Representatives from 200 countries will gather next week in Lima, Peru, for talks on a new United Nations climate treaty.
The meeting will set the stage for Paris talks in 2015, when nations will try to reach a binding agreement that would include all countries. Jennifer Morgan, global director of the climate program at the World Resources Institute, called it "a global agreement for decades to come that would bring countries back to the table to strengthen their commitment to solving the problem.”
The new treaty would replace the Kyoto Protocol, which expired in 2012.
Scientists say the world is on its way toward a temperature increase of 2 degrees Celsius above pre-industrial levels, a tipping point that experts warn would trigger extreme weather and rising seas. Climate-changing emissions from fossil fuels are to blame, they say.
Signs of progress
The Lima talks are about getting those emissions in check. Morgan points to growing momentum to get that done.
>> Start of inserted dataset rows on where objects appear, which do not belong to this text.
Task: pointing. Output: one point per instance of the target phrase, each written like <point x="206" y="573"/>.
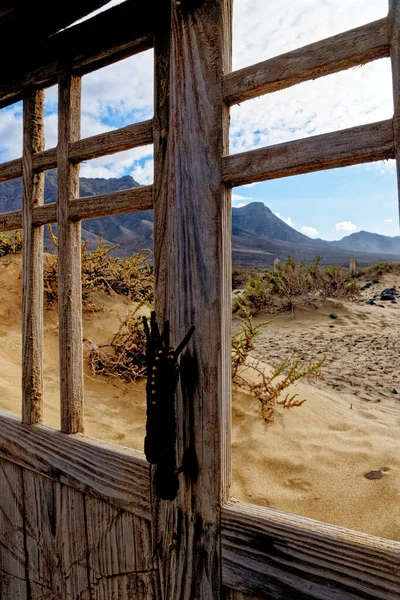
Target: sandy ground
<point x="313" y="459"/>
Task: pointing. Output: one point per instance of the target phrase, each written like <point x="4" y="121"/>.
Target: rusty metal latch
<point x="162" y="378"/>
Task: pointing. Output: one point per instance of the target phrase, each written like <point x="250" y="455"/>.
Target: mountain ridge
<point x="258" y="235"/>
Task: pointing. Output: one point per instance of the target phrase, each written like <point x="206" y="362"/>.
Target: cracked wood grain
<point x="13" y="585"/>
<point x="394" y="36"/>
<point x="343" y="51"/>
<point x="32" y="280"/>
<point x="276" y="555"/>
<point x="69" y="259"/>
<point x="192" y="277"/>
<point x="365" y="143"/>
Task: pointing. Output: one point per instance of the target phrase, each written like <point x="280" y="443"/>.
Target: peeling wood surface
<point x="69" y="259"/>
<point x="365" y="143"/>
<point x="58" y="543"/>
<point x="116" y="203"/>
<point x="13" y="585"/>
<point x="32" y="280"/>
<point x="343" y="51"/>
<point x="231" y="594"/>
<point x="113" y="473"/>
<point x="394" y="34"/>
<point x="276" y="555"/>
<point x="192" y="270"/>
<point x="106" y="38"/>
<point x="11" y="170"/>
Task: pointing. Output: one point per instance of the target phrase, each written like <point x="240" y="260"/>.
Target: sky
<point x="327" y="204"/>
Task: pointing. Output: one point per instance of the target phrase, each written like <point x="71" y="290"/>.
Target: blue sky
<point x="328" y="204"/>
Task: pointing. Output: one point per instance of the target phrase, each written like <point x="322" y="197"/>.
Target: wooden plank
<point x="11" y="170"/>
<point x="355" y="47"/>
<point x="69" y="259"/>
<point x="32" y="280"/>
<point x="271" y="554"/>
<point x="108" y="37"/>
<point x="46" y="160"/>
<point x="394" y="34"/>
<point x="191" y="273"/>
<point x="56" y="540"/>
<point x="148" y="580"/>
<point x="103" y="470"/>
<point x="365" y="143"/>
<point x="10" y="221"/>
<point x="72" y="540"/>
<point x="231" y="594"/>
<point x="115" y="203"/>
<point x="111" y="551"/>
<point x="43" y="540"/>
<point x="13" y="583"/>
<point x="125" y="138"/>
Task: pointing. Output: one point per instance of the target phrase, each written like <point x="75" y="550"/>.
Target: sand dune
<point x="313" y="459"/>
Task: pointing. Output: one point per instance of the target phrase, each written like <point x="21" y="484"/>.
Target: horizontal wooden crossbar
<point x="125" y="138"/>
<point x="112" y="473"/>
<point x="365" y="143"/>
<point x="272" y="554"/>
<point x="115" y="203"/>
<point x="349" y="49"/>
<point x="108" y="37"/>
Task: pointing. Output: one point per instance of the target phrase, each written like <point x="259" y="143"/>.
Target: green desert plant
<point x="293" y="283"/>
<point x="10" y="243"/>
<point x="131" y="277"/>
<point x="270" y="388"/>
<point x="125" y="356"/>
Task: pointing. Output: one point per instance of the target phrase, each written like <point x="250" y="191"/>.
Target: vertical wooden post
<point x="69" y="259"/>
<point x="193" y="283"/>
<point x="394" y="37"/>
<point x="32" y="295"/>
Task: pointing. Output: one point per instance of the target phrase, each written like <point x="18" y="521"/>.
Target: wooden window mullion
<point x="394" y="40"/>
<point x="69" y="259"/>
<point x="32" y="302"/>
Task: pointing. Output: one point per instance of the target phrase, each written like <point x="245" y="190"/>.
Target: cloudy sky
<point x="329" y="204"/>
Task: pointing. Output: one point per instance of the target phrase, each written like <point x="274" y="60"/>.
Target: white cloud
<point x="238" y="198"/>
<point x="345" y="226"/>
<point x="310" y="231"/>
<point x="143" y="174"/>
<point x="286" y="220"/>
<point x="132" y="161"/>
<point x="263" y="29"/>
<point x="349" y="98"/>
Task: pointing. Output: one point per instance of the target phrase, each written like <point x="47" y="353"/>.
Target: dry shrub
<point x="243" y="341"/>
<point x="270" y="388"/>
<point x="378" y="269"/>
<point x="10" y="243"/>
<point x="125" y="356"/>
<point x="302" y="283"/>
<point x="132" y="276"/>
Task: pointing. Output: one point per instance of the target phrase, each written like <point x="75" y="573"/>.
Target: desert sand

— In September, the United Nations held a climate summit to engage heads of state and industry leaders, and about 700,000 people crowded streets in New York City and elsewhere for the People’s Climate March.
— In October, European heads of state said their countries were prepared to reduce emissions by at least 40 percent.
— In November, there was a bilateral agreement between the United States and China to lower emissions. It was “a pretty historic announcement of what they are willing to do on their numbers and their willingness to work together,” Morgan said.
In that agreement, the U.S. committed to reducing emissions between 26 percent and 28 percent by 2025. And for the first time, China put a timetable on its actions, saying emissions would peak by 2030. If that is to happen, Morgan, China must begin making massive cuts now.
“It’s not like they are going to wait 16 years," she said. "They actually have to shut down coal-fired power plants. They have to build up renewable energy. They have to be much more efficient in order to turn that curve.”
The deal puts China in a leadership role for the first time.
Other countries are expected to put their reduced emissions commitments on the table by March. Morgan said the U.S.-China announcement is a strategic move that could energize other nations to do more.
“If you look at developed countries, it is fair to say that Australia or Canada haven’t indicated when they are going to table their offer," she said. "Well, if China can offer something, certainly they can offer something, too. And in developing countries, I think a country like India or Brazil now are challenged to table their offers as well.”
Binding commitments vital
Morgan said it is critical to close the gap between what is needed on emissions reduction and what countries are expected to pledge. She said each nation would make reductions in its own way through national policies and laws, but only a global pact with binding commitments can exert pressure to get the job done.
“It’s in the interest of every country to actually have a global approach, so they can be sure that what they are doing is being mirrored by others," she said. "You don’t get that through bilateral deals. You don’t get all of the emissions in place and you don’t take care of the most vulnerable countries around the world adequately. So you need to do this global.
“It’s challenging. It’s messy. But it’s fundamental to move forward.”
Morgan hopes that the Lima meeting will end with a text for a new treaty, one that will guide negotiators and lead governments to act.